Third, note the shift in verb mood from the simple present "If I engage..." to the subjunctive. "I would hope that I would be treated as any other similarly situated offender" is utter nonsense. Maybe this prosecutor hopes now that he would be treated the same as other offenders, but if the time were to come he would hope to avoid suffering. I hope (and, based on observations of prosecutors accused, expect) that he would hire the best defender he could find to help him avoid suffering.

Another prosecutor wrote:

[Y]ou would do well to at least acknowledge that prosecutors are human, with all the implied flaws therein.There is nothing nefarious here, nothing hard to understand... it's not an "above the law" mentality among us, we're citizens just like the average joe, our job just happens to be prosecuting crimes.If we violate those same laws, we'll get the same day in court, and I suspect we'll be sentenced much more harshly because as the poster above mentioned, "We oughta know better." It also becomes news if we do these things, resulting in public humiliation of ourselves and our families. The average joe's DUI doesn't make the front page.

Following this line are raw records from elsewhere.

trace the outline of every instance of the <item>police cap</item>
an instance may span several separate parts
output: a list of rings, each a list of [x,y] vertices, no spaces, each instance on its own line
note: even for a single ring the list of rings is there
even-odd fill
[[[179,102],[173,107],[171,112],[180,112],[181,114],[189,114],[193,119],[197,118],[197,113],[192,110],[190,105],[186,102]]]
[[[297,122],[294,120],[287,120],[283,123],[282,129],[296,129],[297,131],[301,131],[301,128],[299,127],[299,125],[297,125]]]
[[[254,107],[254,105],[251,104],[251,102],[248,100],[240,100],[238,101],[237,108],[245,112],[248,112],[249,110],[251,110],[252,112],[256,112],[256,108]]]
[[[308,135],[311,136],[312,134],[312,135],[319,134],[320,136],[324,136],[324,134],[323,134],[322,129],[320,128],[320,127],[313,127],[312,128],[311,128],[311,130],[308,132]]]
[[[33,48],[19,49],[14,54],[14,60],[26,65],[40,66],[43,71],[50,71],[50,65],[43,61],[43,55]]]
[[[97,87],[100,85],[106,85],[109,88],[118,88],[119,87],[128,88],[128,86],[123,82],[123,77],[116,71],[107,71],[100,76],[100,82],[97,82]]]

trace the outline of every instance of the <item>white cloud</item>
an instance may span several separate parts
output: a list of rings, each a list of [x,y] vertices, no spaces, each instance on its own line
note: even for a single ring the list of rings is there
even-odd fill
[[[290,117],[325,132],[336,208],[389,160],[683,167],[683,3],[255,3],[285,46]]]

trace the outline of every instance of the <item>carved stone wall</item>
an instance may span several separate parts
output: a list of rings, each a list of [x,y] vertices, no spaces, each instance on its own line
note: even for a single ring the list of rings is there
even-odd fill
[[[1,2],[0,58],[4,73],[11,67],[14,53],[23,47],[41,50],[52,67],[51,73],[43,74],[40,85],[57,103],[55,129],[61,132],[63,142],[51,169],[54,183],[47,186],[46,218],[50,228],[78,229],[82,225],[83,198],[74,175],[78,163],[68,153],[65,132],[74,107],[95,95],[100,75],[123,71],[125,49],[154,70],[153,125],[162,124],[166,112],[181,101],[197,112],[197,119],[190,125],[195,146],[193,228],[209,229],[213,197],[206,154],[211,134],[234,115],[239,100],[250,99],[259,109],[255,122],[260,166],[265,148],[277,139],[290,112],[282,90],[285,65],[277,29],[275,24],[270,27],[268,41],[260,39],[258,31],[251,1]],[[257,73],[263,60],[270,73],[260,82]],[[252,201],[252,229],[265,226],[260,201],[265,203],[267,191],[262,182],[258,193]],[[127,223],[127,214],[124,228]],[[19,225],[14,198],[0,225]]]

For a prosecutor to say "that person should suffer for what she did, but I shouldn't suffer if I did it" would be nefarious. "Just like the average Joe," though, lots of prosecutors act like they believe it. "Just like the average joe," they'll do lots - including abusing their office - to avoid suffering. Just like the average joe, they aren't admitting it out loud. Incident after incident is swept under the rug, but woe betide the occasional prosecutor whose misconduct makes the papers; her colleagues will throw her to the wolves - not because she "oughta know better" but to demonstrate the sanctimony of the rest.

For a prosecutor to say, "that person should suffer for what she did... though it is something that I would do as well" would be hypocritical.

These prosecutors' comments are neither hypocritical nor nefarious. These prosecutors seem to be saying, "if I were to commit a crime - though I wouldn't - I should suffer." The second commentator is right: it's not an "above the law" mentality, and it's not hard to understand. It's a lack of compassion, of understanding, of imagination.

Sad, yes. Ironic, yes. But it should be no surprise to anyone that, without the ability to imagine themselves in the position of accused people and to understand what put them there, prosecutors wish to contribute to their suffering.